Background: Cognitive frailty (CF) is an emerging concern among older persons, particularly within lower socioeconomic statuses (SES) populations. Currently, there is limited evidence on the potential reversibility of CF through multi-domain interventions within this demographic. This study aimed to investigate the effectiveness of the WE-RISE™ multi-domain intervention in addressing the potential reversibility of CF among community-dwelling older persons of lower SES, the intervention effects on multiple health dimensions, and to determine if WE-RISE™ is of low cost.

Methods: This 24-week randomised controlled trial included 55 community-dwelling older persons of lower SES with CF, who were randomised into either the WE-RISE™ intervention group (n = 27), or the control group receiving usual care (n = 28). The WE-RISE™ intervention comprised of 12 weeks of instructor led, community-based intervention, followed by 12 weeks of WE-RISE™@Home. CF status, cognitive and physical function, nutrition, disability, health-related quality of life, exercise self-efficacy and depression were assessed at baseline, 12th and 24th weeks. Changes in CF status was analysed descriptively, while intervention effects were analyzed with split plot ANOVA. The cost of the WE-RISE™ intervention was calculated using activity-based costing.

Results: At baseline, all participants in both the intervention and control groups (100%) were classified as CF. Following 12 weeks of the WE-RISE™ intervention, 74.1% of participants in the experimental group no longer met the criteria for cognitive frailty, with 63% maintaining this improvement at 24 weeks. In contrast, the CF status of participants in the control group remained largely unchanged, with only 10.7% showing improvement at 12 weeks and falling to 3.6% at 24 weeks. Significant intervention effects were observed for cognition, physical function, body composition, disability, health-related quality of life and self-perceived exercise self-efficacy (p < 0.05) following participation in WE-RISE™. The cost per intervention session was RM4.06 (≈ RM3.88), and the cost per subject for 48 sessions was RM194.74 (≈ RM187.01).

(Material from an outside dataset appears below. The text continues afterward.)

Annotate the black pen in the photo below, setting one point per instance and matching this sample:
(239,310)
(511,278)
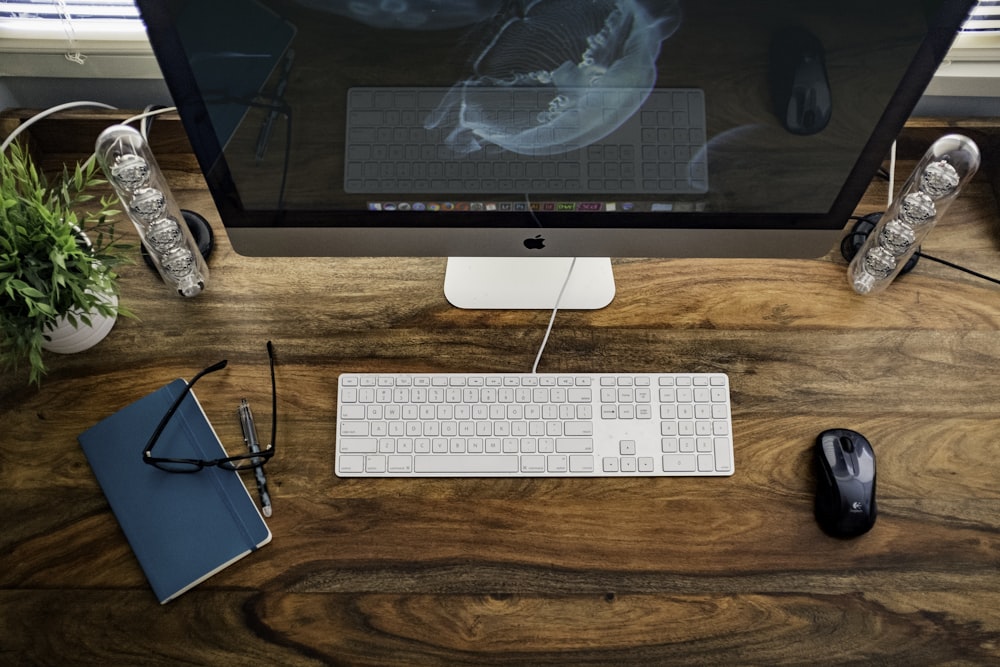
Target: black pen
(253,444)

Conclusion: The WE-RISE™ multi-domain intervention has demonstrated potential in reversing CF among older persons of lower SES, leading to significant improvements across multiple health dimensions at a low cost. WE-RISE™ shows promise to enrich the well-being of ageing societies, contribute to societal health, and ensure equitable access to healthcare, supporting broader implementation by enhancing equitable access to health programs and addressing the needs of older persons, WE-RISE™.

Trial registration: This trial was registered in the Australian New Zealand Clinical Trials Registry (ACTRN12619001055190) on the 29th of July 2019 - retrospectively registered.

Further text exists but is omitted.